How to set DLT pipeline warning alert?

zmsoft
Contributor

Hi there,

The example description of custom event hooks in the documentation is not clear enough, I do not know how to implement it inside python functions. event-hooks 

 

My Code: 

%python 
# Read the insertion of data raw_user_delta_streaming=spark.readStream.option("ignoreDeletes", "true").option("ignoreChanges", "true").table("user_delta") 

@dlt.table(comment="The data ingested from kafka topic", table_properties={"pipelines.reset.allowed": "true"} )
def user_delta_streaming(): 
  return raw_user_delta_streaming 

from pyspark.sql.functions import round, avg 
@dlt.view() def user_delta_aggr_view(): 
  return spark.readStream.table("user_delta_streaming").groupBy("gender").agg(round(avg("age_group"), 2).alias("average_age")) 

@dlt.on_event_hook(max_allowable_consecutive_failures=None) 
def user_event_hook(event): 
  # Python code defining the event hook 
  streaming_agg_view_df = spark.readStream.view("user_delta_aggr_view") 
  return streaming_agg_view_df.filter(streaming_agg_view_df["average_age"] > 10) 

import smtplib, ssl from email.mime.text 
import MIMEText from email.mime.multipart 
import MIMEMultipart 
def send_notification_email(): 
  ... 

@on_event_hook 
def my_event_hook(event): 
  print('Received notification that update is stopping: ', event) 
  send_notification_email()

Any suggesstion on user_event_hook function?

Thanks&Regards,

zmsoft

Priyanka_Biswas
Databricks Employee
Databricks Employee

Hi @zmsoft 

The event hook provided, user_event_hook, must be a Python callable that accepts exactly one parameter - a dictionary representation of the event that triggered the execution of this event hook.

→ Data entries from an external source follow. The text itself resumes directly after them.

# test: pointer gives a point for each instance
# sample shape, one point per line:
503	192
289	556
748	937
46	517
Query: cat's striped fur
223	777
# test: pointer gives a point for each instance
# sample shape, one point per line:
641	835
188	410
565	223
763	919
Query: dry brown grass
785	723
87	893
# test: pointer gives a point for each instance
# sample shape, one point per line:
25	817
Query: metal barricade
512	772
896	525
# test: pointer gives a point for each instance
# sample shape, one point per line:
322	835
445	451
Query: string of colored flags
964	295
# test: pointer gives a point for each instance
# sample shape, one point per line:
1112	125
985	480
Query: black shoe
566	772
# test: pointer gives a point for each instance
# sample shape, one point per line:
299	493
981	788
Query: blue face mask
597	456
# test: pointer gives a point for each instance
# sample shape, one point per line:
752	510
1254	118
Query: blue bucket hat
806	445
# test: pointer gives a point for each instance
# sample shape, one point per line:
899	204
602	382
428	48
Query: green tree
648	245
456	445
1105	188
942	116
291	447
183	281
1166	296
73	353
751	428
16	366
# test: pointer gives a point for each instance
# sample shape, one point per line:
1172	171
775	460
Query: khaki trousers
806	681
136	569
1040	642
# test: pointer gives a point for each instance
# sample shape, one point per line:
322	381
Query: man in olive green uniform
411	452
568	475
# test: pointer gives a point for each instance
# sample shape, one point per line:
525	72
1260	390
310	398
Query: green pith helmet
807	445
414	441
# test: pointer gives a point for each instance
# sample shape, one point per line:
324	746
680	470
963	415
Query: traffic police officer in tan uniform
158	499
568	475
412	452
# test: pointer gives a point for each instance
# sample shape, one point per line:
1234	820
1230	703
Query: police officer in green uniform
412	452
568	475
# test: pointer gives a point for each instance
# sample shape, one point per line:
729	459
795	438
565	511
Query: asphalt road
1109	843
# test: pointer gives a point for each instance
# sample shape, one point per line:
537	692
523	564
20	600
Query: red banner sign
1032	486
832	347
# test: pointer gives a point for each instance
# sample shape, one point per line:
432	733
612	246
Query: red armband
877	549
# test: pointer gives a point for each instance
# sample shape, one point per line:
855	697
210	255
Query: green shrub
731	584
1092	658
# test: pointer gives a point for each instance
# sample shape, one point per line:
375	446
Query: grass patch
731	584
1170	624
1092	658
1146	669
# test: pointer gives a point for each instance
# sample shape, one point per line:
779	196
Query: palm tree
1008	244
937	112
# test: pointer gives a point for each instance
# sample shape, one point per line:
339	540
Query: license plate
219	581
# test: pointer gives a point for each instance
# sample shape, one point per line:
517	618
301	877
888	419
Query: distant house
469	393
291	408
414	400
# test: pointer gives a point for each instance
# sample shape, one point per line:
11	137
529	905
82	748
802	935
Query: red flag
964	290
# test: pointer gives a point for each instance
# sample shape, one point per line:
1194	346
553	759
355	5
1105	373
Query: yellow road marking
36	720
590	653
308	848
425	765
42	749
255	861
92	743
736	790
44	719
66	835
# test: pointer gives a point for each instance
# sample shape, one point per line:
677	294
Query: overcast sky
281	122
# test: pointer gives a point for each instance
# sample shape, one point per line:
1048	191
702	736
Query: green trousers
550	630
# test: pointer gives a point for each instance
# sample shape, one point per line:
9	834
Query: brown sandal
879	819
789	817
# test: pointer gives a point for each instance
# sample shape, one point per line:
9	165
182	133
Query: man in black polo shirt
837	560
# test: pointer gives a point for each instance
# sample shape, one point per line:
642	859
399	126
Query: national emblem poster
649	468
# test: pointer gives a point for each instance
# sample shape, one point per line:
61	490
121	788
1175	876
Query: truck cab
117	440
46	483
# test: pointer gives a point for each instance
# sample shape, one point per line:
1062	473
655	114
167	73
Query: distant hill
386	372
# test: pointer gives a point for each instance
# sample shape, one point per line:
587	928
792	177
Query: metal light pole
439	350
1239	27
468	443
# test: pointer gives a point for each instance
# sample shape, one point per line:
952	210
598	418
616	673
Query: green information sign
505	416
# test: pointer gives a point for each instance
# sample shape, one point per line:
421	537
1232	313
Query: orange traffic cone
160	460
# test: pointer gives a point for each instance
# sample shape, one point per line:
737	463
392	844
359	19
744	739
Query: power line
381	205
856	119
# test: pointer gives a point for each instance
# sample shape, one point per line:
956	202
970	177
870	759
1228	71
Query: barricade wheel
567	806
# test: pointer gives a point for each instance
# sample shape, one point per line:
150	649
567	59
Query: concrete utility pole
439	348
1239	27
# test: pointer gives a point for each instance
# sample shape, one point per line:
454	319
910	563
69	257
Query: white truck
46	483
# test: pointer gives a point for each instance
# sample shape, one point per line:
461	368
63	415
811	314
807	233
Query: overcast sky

The return value of the event hook has no significance

Please find an example here -

@on_event_hook
def my_event_hook(event):
   if (
       event["event_type"] == "update_progress"
       and event["details"]["update_progress"]["state"] == "STOPPING"
   ):
       print("Notified that update is stopping: ", event)

Hi @Priyanka_Biswas ,

Thanks for your answer.

What I want to implement is to set a security threshold for a field in a streaming table, and when the custom event detects that new data exceeds the security threshold, it triggers an alert, notifies the user by email, and the user is a non-Databricks user.

Thanks&Regards,

zmsoft

Hi @Priyanka_Biswas ,

 

from pyspark.sql import SparkSession, functions as F, types as T
from pyspark.sql.streaming import DataStreamWriter
import smtplib
from email.mime.text import MIMEText
from email.mime.multipart import MIMEMultipart
import os
import time


spark = SparkSession.builder \
    .appName("ThresholdAlert") \
    .getOrCreate()


SMTP_PASSWORD = os.environ.get('SMTP_PASSWORD', 'your_password') SMTP_PASSWORD


SMTP_SERVER = 'smtp.example.com'          
SMTP_PORT = 587                          
SMTP_USERNAME = 'your_email@example.com'  
EMAIL_FROM = 'your_email@example.com'     
EMAIL_TO = 'recipient@example.com'         
THRESHOLD = 100                           

def send_alert_email(value):

    subject = f"Warning: xxx {value} xxx {THRESHOLD}"
    body = f"xxxx {value} xxx {THRESHOLD} xxxxx"

    msg = MIMEMultipart()
    msg['Subject'] = subject
    msg['From'] = EMAIL_FROM
    msg['To'] = EMAIL_TO

    msg.attach(MIMEText(body, 'plain'))

    try:
        with smtplib.SMTP(SMTP_SERVER, SMTP_PORT) as server:
            server.starttls()
            server.login(SMTP_USERNAME, SMTP_PASSWORD)
            server.send_message(msg)
        print(f"xxxxx: {subject}")
    except Exception as e:
        print(f"xxxx: {e}")

def process_row(row):

    value = row['your_column']  
    if value is not None and value > THRESHOLD:
        send_alert_email(value)

def main():

    schema = T.StructType([
        T.StructField("your_column", T.IntegerType(), True),  
        # xxx...
    ])


    df = spark.readStream \
        .format("kafka") \
        .option("kafka.bootstrap.servers", "localhost:9092") \
        .option("subscribe", "your_topic") \
        .load() \
        .selectExpr("CAST(value AS STRING) as json_str")  


    df = df.select(F.from_json(F.col("json_str"), schema).alias("data")).select("data.*")


    df = df.select("your_column")  

    query = df.writeStream \
        .outputMode("append") \
        .foreachBatched(lambda df, epoch_id: [process_row(row) for row in df.collect()]) \
        .start()


    query.awaitTermination()

if __name__ == "__main__":
    main()

I wonder if you know whether the DLT pipeline supports the functions of the above code? How can the functions of the above code be implemented in the DLT Pipeline?

Thanks&Regards,

zmsoft